Honorific-Prefix: | The Very Reverend |
James Sutherland Thomson | |
Office: | President of the University of Saskatchewan |
Predecessor: | Walter Charles Murray |
Successor: | Walter P. Thompson |
Term Start: | 1937 |
Term End: | 1949 |
Office2: | 17th Moderator of the United Church of Canada |
Predecessor2: | George Dorey |
Successor2: | Angus J. MacQueen |
Term Start2: | 1956 |
Term End2: | 1958 |
Birth Date: | 30 April 1892 |
Birth Place: | Stirling, Scotland |
Death Place: | Montreal, Quebec |
James Sutherland Thomson (April 30, 1892 - November 18, 1972) was a Canadian academic and Christian minister, a president of the University of Saskatchewan, and the 17th Moderator of the United Church of Canada.
Born in Stirling, Scotland, Thomson was educated at the University of Glasgow. He studied theology at Trinity College, Glasgow, and was ordained in the Church of Scotland in 1920. Upon moving to Canada in 1930, he accepted an appointment as professor of systematic theology and philosophy of religion at Pine Hill Divinity Hall (now part of the Atlantic School of Theology) in Halifax, Nova Scotia. From 1937 to 1949, he was the second president of the University of Saskatchewan. During World War II, he was general manager of the Canadian Broadcasting Corporation from 1942 to 1943.[1]

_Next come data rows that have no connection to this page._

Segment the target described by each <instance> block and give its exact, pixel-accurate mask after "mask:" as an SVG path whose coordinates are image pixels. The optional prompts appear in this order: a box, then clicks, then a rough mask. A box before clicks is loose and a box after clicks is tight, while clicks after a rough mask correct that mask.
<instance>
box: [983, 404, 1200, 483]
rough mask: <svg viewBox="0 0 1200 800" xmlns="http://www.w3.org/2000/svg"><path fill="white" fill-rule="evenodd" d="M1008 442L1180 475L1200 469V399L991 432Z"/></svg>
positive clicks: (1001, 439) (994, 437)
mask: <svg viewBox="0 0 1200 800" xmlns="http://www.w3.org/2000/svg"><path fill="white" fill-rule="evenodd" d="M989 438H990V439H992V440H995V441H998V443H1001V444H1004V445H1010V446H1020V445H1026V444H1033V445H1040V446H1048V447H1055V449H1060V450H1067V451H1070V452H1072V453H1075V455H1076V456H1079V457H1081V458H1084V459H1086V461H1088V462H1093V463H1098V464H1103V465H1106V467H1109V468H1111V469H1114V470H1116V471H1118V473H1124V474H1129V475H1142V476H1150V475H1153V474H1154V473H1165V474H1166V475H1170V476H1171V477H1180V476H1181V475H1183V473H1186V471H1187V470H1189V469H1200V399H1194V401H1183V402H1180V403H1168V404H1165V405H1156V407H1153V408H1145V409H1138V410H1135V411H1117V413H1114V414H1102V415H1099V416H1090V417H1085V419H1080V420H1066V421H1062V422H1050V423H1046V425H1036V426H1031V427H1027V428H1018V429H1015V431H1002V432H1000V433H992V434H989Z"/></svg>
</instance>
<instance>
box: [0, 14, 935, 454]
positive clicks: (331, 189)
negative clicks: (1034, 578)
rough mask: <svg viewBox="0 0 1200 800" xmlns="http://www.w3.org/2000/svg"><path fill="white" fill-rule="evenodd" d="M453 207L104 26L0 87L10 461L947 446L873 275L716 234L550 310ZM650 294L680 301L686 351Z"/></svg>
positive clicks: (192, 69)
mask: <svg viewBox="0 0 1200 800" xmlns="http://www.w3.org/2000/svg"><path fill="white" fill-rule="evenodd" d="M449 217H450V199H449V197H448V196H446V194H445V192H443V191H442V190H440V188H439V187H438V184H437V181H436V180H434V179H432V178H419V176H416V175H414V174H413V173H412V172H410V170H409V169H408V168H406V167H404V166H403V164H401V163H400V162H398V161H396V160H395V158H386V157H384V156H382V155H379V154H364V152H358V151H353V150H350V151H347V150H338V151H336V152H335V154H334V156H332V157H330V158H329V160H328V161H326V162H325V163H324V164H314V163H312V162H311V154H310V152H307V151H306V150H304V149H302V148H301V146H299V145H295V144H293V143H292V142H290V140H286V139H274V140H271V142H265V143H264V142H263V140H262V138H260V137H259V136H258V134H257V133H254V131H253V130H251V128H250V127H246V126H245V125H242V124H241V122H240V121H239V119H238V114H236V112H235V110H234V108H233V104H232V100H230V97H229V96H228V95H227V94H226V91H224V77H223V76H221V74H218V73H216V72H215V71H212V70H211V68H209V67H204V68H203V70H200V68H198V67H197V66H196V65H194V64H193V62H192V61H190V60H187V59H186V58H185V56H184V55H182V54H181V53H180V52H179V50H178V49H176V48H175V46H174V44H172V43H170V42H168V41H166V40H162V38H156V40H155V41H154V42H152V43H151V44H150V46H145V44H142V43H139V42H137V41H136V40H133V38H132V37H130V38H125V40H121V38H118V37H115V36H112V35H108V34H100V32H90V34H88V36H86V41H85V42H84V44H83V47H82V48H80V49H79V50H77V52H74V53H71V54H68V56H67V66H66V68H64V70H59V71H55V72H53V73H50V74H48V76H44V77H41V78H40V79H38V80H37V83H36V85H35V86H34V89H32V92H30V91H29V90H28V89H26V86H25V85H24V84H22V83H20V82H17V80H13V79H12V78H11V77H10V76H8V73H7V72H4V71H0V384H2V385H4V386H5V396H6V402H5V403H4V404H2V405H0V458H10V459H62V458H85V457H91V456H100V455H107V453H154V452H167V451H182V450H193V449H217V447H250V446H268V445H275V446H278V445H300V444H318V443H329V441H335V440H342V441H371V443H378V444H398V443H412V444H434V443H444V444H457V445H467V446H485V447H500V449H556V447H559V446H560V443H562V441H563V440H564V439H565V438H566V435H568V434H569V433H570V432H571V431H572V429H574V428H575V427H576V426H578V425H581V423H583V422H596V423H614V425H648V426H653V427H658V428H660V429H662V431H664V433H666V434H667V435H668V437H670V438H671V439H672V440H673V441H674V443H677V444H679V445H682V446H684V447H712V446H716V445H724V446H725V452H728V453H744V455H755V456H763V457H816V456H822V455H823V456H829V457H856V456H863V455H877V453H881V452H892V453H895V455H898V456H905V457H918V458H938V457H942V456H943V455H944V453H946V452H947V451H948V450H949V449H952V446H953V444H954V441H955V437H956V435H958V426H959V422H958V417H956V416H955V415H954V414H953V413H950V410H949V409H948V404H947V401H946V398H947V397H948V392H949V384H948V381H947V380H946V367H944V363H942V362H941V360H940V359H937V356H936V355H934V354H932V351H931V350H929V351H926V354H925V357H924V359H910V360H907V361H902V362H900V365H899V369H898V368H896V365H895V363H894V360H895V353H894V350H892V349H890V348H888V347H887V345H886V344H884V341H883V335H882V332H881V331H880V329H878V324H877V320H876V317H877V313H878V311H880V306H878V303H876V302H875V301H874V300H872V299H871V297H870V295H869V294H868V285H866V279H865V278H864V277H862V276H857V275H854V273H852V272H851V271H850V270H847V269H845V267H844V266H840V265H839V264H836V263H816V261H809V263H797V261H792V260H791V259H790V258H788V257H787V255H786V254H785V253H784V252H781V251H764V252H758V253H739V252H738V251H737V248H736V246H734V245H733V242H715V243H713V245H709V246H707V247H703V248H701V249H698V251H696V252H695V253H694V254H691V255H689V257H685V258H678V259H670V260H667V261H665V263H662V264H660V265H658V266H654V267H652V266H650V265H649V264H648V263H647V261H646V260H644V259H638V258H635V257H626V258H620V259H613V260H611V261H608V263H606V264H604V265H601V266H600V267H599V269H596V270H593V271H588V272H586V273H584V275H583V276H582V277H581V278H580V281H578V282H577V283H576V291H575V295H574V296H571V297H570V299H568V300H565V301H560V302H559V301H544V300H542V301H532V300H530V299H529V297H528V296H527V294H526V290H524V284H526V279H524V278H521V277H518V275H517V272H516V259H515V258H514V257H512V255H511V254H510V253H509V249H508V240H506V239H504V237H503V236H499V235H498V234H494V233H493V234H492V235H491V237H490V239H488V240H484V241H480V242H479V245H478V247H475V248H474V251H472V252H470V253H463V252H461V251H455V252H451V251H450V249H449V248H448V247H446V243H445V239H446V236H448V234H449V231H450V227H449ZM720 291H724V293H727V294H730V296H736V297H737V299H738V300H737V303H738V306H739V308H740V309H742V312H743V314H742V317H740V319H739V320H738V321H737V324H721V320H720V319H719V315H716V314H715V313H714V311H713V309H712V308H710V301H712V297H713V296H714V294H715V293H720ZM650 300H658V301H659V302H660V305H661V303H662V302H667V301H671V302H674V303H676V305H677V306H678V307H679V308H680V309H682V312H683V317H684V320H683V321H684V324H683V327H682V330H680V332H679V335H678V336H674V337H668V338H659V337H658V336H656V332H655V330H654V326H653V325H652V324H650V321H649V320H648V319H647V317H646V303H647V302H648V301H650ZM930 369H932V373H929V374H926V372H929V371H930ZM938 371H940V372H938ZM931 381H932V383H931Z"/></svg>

In 1949, he became dean of the newly formed Faculty of Divinity at McGill University and also served there as professor of religious studies. He retired as dean in 1957. From 1956 to 1958, he served as Moderator of the United Church of Canada, elected by the 17th General Council at their meeting in Windsor, Ontario.[2] He was made a Fellow of the Royal Society of Canada in 1942.[3] In 1967 the Ryerson Press published The Church in the Modern World, a collection of essays in his honour.[4]